Significant Terms aggregation around some specific event

(Nikhil Utane) #1


I am doing log analytics to debug an issue where few of our devices are randomly going for reboot. I have the uptime parameter which tell me when the device rebooted. I want to find any interesting event that occurs prior to any reboot. I suppose I can use "Significant Terms Aggregation" here. For that, I would like to create a foreground set that filters events to "All Log messages X minutes prior to the reboot event". I can then apply Significant Term on actual Log message. Is this the right approach? If so, how can I write the above query?


(Mark Harwood) #2

If you're looking at a text field then you can use the new significant text aggregation in version 6.
Unlike significant_terms agg on free text, it doesn't rely on loading all documents' values into RAM. An example:

GET tweets/_search
  "size": 0,
  "query": {
	"range": {
	  "date": {
		"gte": "20171124 16:50:00",
		"lte": "20171124 17:15:00"
  "aggs": {
	"sample": {
	  "sampler": {
		"shard_size": 10000
	  "aggs": {
		"sigText": {
		  "significant_text": {
			"field": "text",
			"shard_min_doc_count": 3,
			"min_doc_count": 3,
			"size": 20,
			"shard_size": 200

I find shingles of size 2 can work well on text.
If you have many shards this makes finding low-frequency things hard.
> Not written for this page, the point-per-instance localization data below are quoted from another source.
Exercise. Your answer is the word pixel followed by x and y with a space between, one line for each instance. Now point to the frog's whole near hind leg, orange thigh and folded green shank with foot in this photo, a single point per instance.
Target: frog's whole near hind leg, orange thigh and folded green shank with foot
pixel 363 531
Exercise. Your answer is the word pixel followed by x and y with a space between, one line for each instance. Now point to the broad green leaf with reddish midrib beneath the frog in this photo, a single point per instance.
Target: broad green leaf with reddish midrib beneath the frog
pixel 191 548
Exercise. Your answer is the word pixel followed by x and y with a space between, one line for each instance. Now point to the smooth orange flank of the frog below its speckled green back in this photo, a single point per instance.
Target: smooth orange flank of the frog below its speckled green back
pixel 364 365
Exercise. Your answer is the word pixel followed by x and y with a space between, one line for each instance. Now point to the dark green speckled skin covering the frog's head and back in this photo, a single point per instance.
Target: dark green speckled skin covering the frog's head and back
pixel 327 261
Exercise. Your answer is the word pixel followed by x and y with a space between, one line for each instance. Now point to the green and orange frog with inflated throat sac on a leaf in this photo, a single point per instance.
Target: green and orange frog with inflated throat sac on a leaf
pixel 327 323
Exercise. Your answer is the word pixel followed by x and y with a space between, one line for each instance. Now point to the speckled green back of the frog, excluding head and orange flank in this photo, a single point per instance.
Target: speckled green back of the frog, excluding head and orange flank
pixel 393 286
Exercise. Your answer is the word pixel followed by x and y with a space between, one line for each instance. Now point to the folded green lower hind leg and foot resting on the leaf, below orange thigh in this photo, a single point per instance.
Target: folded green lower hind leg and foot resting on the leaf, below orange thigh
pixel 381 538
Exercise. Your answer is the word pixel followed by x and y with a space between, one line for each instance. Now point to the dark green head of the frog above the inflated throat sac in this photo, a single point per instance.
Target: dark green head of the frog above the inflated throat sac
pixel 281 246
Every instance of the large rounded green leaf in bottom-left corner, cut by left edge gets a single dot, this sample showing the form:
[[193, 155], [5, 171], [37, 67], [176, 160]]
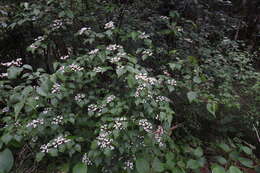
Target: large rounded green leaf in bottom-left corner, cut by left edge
[[6, 160]]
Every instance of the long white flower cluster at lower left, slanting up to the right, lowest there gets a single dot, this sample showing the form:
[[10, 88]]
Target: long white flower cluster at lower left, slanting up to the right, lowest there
[[54, 144]]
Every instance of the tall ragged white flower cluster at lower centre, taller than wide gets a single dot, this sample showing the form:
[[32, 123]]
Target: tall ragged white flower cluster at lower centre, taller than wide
[[103, 138]]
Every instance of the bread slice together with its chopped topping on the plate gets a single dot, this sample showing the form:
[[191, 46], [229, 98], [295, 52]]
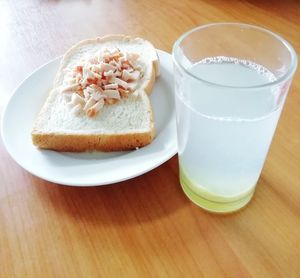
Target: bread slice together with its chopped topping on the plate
[[100, 97]]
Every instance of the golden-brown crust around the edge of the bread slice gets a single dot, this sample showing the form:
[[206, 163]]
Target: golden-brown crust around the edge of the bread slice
[[97, 142]]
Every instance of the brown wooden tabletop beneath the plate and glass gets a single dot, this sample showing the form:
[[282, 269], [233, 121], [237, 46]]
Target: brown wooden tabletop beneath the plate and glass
[[144, 227]]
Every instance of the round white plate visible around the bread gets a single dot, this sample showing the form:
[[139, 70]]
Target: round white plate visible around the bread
[[94, 168]]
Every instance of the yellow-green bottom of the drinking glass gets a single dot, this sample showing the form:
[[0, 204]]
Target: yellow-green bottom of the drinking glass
[[212, 202]]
If you're looking for something that occurs maybe only 3 times and you have 5 shards then the chances are it only occurs once on each shard. That means you'd have to lower shard_min_doc_count to 1 to consider every term and increase shard_size to ship large numbers of terms back to the coordinating node for consideration. This increases time and memory.

(Nikhil Utane) #3

Thanks Mark for the quick response.

You have touched upon quite a few concepts which are new to me so I'll go back and understand those in greater detail.

In your example you have specified a hard-coded time interval. So I suppose I can always run a query, get the timestamps corresponding to reboot event and then generate the above query for each of those timestamp.

Is it possible to accomplish all this within the same query?
For e.g.

  1. Run query A on index X and get all timestamps T when some problem occurred.
  2. Run query B on index Y and get all documents which are 5 mins prior to each of the timestamp T
  3. Run Significant Text or Terms query on the above output where the background set is full index Y and foreground set is the filtered output.

Sounds complicated but I'd expect this should be a fairly common ask, isn't it?


(Mark Harwood) #4

No - the steps are as you outlined but steps 2 and 3 are one query.
In my example I had one "event window" but yours will be multiple windows so you'd need to replace my single range query with a bool query that has a should array to act as a container for multiple range queries. This will logically "OR" the clauses so effectively range1 OR range2 OR ...

(Nikhil Utane) #5

Thank You. Will try it out.

(system) #6

This topic was automatically closed 28 days after the last reply. New replies are no longer allowed.